In this, our next exciting installment of STM32 and Rust for USB device drivers, we're going to look at what the STM32 calls the 'packet memory area'. If you've been reading along with the course, including reading up on the datasheet content then you'll be aware that as well as the STM32's normal SRAM, there's a 512 byte SRAM dedicated to the USB peripheral. This SRAM is called the 'packet memory area' and is shared between the main bus and the USB peripheral core. Its purpose is, simply, to store packets in transit. Both those IN to the host (so stored queued for transmission) or OUT from the host (so stored, queued for the application to extract and consume).

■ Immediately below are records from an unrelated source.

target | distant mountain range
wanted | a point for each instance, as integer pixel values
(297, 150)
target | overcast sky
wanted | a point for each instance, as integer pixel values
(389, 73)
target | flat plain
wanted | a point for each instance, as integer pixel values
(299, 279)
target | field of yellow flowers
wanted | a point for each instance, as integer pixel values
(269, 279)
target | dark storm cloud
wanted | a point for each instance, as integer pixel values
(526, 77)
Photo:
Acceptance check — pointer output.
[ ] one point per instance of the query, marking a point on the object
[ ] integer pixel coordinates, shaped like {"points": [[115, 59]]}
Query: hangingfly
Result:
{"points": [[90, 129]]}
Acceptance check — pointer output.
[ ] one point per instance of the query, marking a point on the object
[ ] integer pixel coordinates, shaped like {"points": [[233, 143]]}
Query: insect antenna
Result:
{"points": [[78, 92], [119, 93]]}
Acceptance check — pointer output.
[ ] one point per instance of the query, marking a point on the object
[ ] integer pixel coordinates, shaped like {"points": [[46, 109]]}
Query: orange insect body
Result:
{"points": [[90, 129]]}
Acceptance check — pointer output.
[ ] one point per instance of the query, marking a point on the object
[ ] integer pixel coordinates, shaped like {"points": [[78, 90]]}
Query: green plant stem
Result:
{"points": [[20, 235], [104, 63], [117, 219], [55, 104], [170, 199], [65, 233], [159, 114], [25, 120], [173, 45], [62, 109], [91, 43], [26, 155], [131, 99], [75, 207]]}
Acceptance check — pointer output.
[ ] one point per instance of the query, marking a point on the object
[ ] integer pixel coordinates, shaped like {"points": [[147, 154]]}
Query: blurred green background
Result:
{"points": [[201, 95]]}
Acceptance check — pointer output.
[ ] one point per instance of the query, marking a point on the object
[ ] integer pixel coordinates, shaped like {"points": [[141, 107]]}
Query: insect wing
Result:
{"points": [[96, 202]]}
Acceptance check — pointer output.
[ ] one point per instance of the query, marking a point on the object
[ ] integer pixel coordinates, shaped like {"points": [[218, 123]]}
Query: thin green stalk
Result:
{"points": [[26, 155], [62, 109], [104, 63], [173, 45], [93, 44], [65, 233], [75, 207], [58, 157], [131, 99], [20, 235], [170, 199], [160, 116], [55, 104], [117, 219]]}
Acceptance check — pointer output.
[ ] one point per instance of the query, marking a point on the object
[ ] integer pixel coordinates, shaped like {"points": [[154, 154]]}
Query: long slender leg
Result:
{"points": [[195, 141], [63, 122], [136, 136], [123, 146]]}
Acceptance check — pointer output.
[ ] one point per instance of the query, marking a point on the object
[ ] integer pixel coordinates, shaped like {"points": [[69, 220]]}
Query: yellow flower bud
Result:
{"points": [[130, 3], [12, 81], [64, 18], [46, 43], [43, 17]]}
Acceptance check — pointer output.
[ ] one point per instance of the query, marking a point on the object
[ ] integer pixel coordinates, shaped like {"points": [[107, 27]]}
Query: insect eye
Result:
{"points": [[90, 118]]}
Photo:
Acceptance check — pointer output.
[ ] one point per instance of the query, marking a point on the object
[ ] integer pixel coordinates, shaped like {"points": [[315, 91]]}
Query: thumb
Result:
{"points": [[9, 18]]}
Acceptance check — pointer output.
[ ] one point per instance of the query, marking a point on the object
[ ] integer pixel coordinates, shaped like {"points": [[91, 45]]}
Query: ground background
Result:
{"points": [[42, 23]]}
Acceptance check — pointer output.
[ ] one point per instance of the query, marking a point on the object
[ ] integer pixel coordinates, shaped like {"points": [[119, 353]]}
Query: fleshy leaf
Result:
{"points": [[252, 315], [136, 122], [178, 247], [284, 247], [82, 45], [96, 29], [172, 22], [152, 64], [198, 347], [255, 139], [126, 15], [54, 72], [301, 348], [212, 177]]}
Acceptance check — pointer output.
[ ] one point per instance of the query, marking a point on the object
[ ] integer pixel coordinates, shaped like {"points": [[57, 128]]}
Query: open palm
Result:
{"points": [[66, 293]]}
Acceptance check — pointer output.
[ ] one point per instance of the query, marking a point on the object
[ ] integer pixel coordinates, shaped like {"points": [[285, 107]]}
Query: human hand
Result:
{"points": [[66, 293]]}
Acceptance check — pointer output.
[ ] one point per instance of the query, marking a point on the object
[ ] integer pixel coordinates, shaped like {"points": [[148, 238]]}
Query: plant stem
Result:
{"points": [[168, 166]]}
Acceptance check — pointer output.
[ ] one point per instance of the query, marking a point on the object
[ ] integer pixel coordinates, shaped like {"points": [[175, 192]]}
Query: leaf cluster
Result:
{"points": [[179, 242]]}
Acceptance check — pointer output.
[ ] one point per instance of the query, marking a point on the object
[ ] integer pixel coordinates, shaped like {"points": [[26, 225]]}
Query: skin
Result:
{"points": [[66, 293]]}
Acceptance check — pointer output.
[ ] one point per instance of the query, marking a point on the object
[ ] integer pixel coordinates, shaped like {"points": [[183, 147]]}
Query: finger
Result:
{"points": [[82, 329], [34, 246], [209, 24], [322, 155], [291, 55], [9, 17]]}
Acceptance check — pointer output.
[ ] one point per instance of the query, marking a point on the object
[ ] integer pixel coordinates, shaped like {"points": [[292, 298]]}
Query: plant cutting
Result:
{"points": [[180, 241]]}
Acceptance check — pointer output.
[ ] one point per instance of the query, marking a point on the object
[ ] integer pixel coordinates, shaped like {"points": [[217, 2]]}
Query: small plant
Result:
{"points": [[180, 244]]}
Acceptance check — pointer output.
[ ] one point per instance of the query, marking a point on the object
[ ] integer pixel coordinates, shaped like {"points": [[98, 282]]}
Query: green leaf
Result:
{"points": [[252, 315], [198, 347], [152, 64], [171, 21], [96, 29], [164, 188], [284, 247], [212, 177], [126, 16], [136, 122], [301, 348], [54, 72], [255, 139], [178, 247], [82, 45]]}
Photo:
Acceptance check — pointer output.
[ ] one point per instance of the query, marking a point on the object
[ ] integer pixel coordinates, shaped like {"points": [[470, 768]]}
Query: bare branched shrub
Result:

It's time to actually put hand to keyboard on some Rust code, and the PMA is the perfect starting point, since it involves two basic structures. Packets are the obvious first structure, and they are contiguous sets of bytes which for the purpose of our work we shall assume are one to sixty-four bytes long. The second is what the STM32 datasheet refers to as the BTABLE or Buffer Descriptor Table. Let's consider the BTABLE first.

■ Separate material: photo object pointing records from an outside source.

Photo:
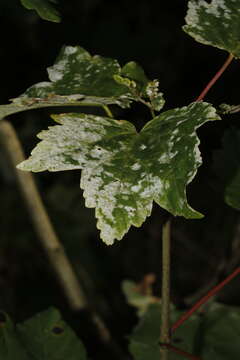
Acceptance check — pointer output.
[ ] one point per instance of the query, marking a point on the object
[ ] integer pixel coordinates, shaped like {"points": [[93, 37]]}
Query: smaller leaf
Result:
{"points": [[215, 24], [44, 9], [156, 97], [46, 336], [10, 345], [227, 166]]}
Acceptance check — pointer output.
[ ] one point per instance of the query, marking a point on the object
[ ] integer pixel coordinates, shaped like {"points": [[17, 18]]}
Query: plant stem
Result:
{"points": [[62, 267], [165, 312], [41, 221], [108, 111], [215, 78], [204, 299], [181, 352]]}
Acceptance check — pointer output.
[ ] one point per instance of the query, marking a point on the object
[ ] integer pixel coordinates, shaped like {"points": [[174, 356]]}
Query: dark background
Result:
{"points": [[203, 251]]}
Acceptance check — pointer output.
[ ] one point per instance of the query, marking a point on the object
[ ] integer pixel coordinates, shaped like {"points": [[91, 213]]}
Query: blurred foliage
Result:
{"points": [[203, 251]]}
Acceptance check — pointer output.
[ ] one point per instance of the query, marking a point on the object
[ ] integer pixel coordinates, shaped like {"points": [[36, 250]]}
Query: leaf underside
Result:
{"points": [[79, 79], [123, 171], [44, 9], [216, 24]]}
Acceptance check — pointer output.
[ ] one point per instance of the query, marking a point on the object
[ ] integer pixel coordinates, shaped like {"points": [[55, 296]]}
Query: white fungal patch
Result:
{"points": [[135, 188], [69, 50]]}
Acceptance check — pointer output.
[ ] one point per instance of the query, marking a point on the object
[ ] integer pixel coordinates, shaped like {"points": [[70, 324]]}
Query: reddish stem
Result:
{"points": [[181, 352], [204, 299], [215, 78]]}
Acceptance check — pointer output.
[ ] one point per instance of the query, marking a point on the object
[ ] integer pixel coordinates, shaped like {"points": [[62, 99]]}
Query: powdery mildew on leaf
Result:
{"points": [[77, 72], [44, 9], [79, 79], [216, 23], [123, 171]]}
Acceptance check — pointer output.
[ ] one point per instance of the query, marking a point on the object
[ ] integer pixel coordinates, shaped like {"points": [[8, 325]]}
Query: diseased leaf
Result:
{"points": [[216, 23], [44, 9], [26, 103], [227, 166], [46, 336], [79, 79], [123, 171]]}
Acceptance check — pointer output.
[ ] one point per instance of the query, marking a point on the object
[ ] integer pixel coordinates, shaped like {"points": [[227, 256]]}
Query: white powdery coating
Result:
{"points": [[217, 9], [136, 166], [56, 72], [69, 50]]}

The Buffer Descriptor Table

The BTABLE is arranged in quads of 16bit words. For "normal" endpoints this is a pair of descriptors, each consisting of two words, one for transmission, and one for reception. The STM32 also has a concept of double buffered endpoints, but we're not going to consider those in our proof-of-concept work. The STM32 allows for up to eight endpoints (EP0 through EP7) in internal register naming, though they support endpoints numbered from zero to fifteen in the sense of the endpoint address numbering. As such there're eight descriptors each four 16bit words long (eight bytes) making for a buffer descriptor table which is 64 bytes in size at most.

Buffer Descriptor Table
Byte offset in PMA Field name Description
(EPn * 8) + 0 USB_ADDRn_TX The address (inside the PMA) of the TX buffer for EPn
(EPn * 8) + 2 USB_COUNTn_TX The number of bytes present in the TX buffer for EPn
(EPn * 8) + 4 USB_ADDRn_RX The address (inside the PMA) of the RX buffer for EPn
(EPn * 8) + 6 USB_COUNTn_RX The number of bytes of space available for the RX buffer for EPn (and once received, the number of bytes received)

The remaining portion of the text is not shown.